En 1976 en California declararon por vez primera la prohibición de fumar en los espacios públicos cerrados y, desde Manhattan a mi pueblo, hoy la ley se ha extendido con gran eficacia por medio mundo. Hasta el punto que en EEUU pasa una cosa muy curiosa: las agencias inmobiliarias interrogan a los vecinos de una casa en venta para conocer si sus habitantes son fumadores y, si lo son, devaluar el precio de la vivienda en cuestión. Como si el fumar dejara un virus en las paredes o en el aire. Esto obliga a los propietarios, dominados por el tabaquismo, a salir con el cigarrillo o la cachimba al parterre para que el vecindario vea que sí, que fuman, pero en la calle, haga frío, calor o diluvie.

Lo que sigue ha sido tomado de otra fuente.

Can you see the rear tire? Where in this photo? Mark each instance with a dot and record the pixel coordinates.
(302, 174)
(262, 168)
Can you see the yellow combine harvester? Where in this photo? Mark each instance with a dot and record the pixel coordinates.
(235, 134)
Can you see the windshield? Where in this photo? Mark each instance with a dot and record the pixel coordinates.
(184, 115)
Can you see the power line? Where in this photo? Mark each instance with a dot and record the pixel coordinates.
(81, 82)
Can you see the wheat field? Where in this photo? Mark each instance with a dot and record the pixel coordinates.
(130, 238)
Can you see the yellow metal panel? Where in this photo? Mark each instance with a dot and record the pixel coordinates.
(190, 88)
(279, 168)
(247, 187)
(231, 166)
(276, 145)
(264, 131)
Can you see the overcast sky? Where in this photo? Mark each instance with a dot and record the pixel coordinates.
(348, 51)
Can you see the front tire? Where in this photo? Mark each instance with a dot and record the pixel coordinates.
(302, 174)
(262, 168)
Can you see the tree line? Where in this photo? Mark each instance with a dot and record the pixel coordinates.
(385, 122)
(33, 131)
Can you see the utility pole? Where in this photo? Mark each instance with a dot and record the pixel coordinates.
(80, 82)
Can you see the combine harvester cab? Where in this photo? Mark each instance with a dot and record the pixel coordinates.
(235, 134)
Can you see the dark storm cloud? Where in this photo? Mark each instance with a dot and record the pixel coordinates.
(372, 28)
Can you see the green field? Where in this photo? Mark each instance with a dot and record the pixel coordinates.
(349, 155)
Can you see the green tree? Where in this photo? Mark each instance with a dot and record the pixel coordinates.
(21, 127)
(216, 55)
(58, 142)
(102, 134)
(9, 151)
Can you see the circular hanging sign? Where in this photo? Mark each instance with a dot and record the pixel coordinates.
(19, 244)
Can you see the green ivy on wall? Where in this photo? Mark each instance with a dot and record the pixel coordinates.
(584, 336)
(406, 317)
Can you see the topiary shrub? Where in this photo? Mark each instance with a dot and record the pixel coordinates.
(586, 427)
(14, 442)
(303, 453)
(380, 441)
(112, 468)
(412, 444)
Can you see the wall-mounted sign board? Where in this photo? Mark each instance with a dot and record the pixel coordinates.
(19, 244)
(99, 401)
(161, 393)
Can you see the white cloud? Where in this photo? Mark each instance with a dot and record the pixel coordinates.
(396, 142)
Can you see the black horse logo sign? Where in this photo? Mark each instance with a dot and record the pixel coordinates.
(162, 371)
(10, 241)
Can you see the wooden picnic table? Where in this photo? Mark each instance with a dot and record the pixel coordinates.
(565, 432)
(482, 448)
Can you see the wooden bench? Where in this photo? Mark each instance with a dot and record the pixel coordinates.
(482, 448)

Pero pasa también otra cosa que me tocó vivir cuando yo fumaba. Un día me encontraba en Springfield, localidad cercana a Filadelfia, fumando en una de las puertas de un centro comercial (mall, en ingles) más grande que un estadio de fútbol. Sobre mí había un letrero que prohibía la entrada a los portadores de animales domésticos, sustancias inflamables, armas de fuego... y fumadores. Yo fumaba aterido de frío y la gente me miraba con disgusto y daba un pequeño rodeo para entrar. Es como si yo apestara. Me sentía humillado y, en un arrebato de valor, me acerqué a uno de aquellos sujetos, que se echó para a tras como si yo lo encañonara con una pistola. "No tema. ¿Es por esto?", le dije mostrándole el cigarrillo. El hombre asintió con la cabeza tapándose la nariz. "Pues mire para allá, amigo, y contemple el puro del capitalista". El hombre miró y, lleno de incomprensión, desapareció en el mall balbuceando algo.

Springfield está en el llamado “triángulo cancerígeno” que forman New York, Pittsburgh y Filadelfia, de gran concentración industrial. Lo que yo le mostraba a aquel sujeto eran las enormes columnas de humo de dos chimeneas industriales que, a menos de 500 metros de donde nos encontrábamos, se elevaban hacía el cielo ennegreciéndolo y envenenándolo. Era una visión pavorosa.

No es que yo pretenda animar a fumar a nadie, ni en mi pueblo ni en Manhattan (de hecho, dejé de fumar aquel día), pero no sé cómo los Estados podrán actuar con la misma eficacia para preservar la salud de los ciudadanos como lo hacen con el tabaco y prohibir el “puro” del capitalista para evitar la destrucción del planeta Tierra. No sé cómo podrán cambiar el sistema de producción y consumo que es la esencia del problema. De hecho, según la Organización Meteorológica Mundial (OMM), pese a los acuerdos de Kioto o París, se ha incrementado la emisión de dióxido de carbono (CO2) a la atmósfera en cifras récord y no cree que se puedan alcanzar los objetivos de reducir el calentamiento global de seguir con las mismas políticas. Las consecuencias están en la conciencia de todos los terrícolaa, pero la solución no puede provenir de un Estado solo ni de la acción individual, por mucho que sutilmente nos carguen de responsabilidad ciudadana. Esperemos lo mejor de la Cumbre sobre el Clima en Madrid, pero este humo huele a apocalipsis o revolución.